I sometimes find interesting rifts between my theology and my actual practice. To be brutally honest, I should call them “inconsistencies” or even “hypocrisy.”
I’ve declared the election off-limits in my mind until next summer… this year-away campaigning is just ridiculous. My last political comment before next July is this:
Like every other area of life, politics must be claimed for the glory of God and His kingdom. The Gospel redeems nations, not just individuals. Christians (especially in democracies) bear a distinct responsibility to effect change within our political system. We must work for peace, healing, justice, righteousness — all of the morality of God’s kingdom (imperfect though it will be in a broken, sinful world).
I like that theory very much.
However, like many Americans, I find myself ridiculously apathetic when it comes to political involvement. I can’t even tell you the name of Anderson’s mayor, nor do I really care. Most local issues seem saturated with good-ol-boy networking and endless arguments about funding for things that don’t directly affect me.
On the state level, South Carolina is so conservative that I wonder if it’s worth it.

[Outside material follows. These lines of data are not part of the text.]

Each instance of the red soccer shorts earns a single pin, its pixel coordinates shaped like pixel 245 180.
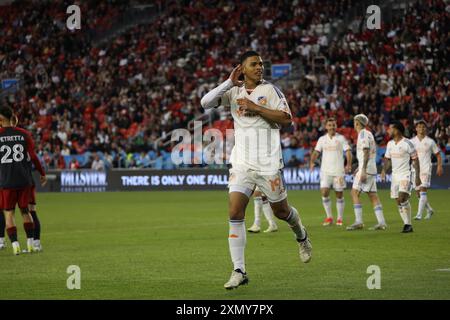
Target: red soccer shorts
pixel 33 195
pixel 13 197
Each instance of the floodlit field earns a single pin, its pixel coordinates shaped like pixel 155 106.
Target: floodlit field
pixel 173 245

Sure, the “big cities” of Charleston, Greenville and Columbia wrestle more with urban issues and thus a more liberal voting block … but other than thinking that Mark Sanford seems to have been a responsible governor who basically kept his campaign promises, I don’t pay a whole lot of attention to state issues either. My friend Paul works for the state’s probation & parole system … if anything I wish someone would put him in charge of something because he seems to recognize the cause of problems in his agency and offers workable solutions to them. But hey, he’s a Yankee. Not even a snowball’s chance that he’d get appointed.
We all get hung up on national politics, especially in years divisible by 4. Here again, my theology fails to correct my attitude. Yup, Christians should be involved in politics and elections matter. Weighty issues of justice and mercy emerge from the cluttered discussions of the uninsured/under-insured, illegal immigrants (and how we mistreat them), or the war in Iraq.
But the candidates’ chatter is just so much noise. Nobody’s even talking about AIDS in Africa or Darfur… guess those problems don’t play well to the American TV audience … we’re too busy thinking about our wallets, tax breaks, mortgage interest rates, and other America-centric problems. Genocide?, I ask. “Ehhh….we’re not the world’s policeman…. America first….” *coughs*
I’m old enough to barely remember Carter, reminisce about Reagan’s glory days, and realize that (contrary to conservative warcries) Clinton did not destroy America during his two terms. In fact, 200 years of political wrangling haven’t destroyed us yet. Blissful stability.
I’m also old enough to be fed up with partisan politics, vacuous campaign stumping, and one- or two-issue voters. Abortion is murder and homosexuality is wrong, but immigration and health care and education affect a whole lot more people in more significant ways than any of the hot-button morality issues that conservatives waste countless hours debating.
Someone, probably Hillary, will win in 2008. Other than appointing judges to the court system who would rather make law than interpret it, she’ll probably be a decent President. I’ll agree with her on some things and disagree with others. Maybe she won’t strip my civil rights or spend trillions of dollars we don’t have like a certain Texan who descended from the Evangelical Shekina 8 years ago.
Four years will pass.
The government will progress in some areas and screw up others.
Fingers will be pointed; the chorus of opinions will begin again, and I will yawn.
… unless, of course, the Holy Spirit kicks me in the tail between now and then to let my theology affect my practice.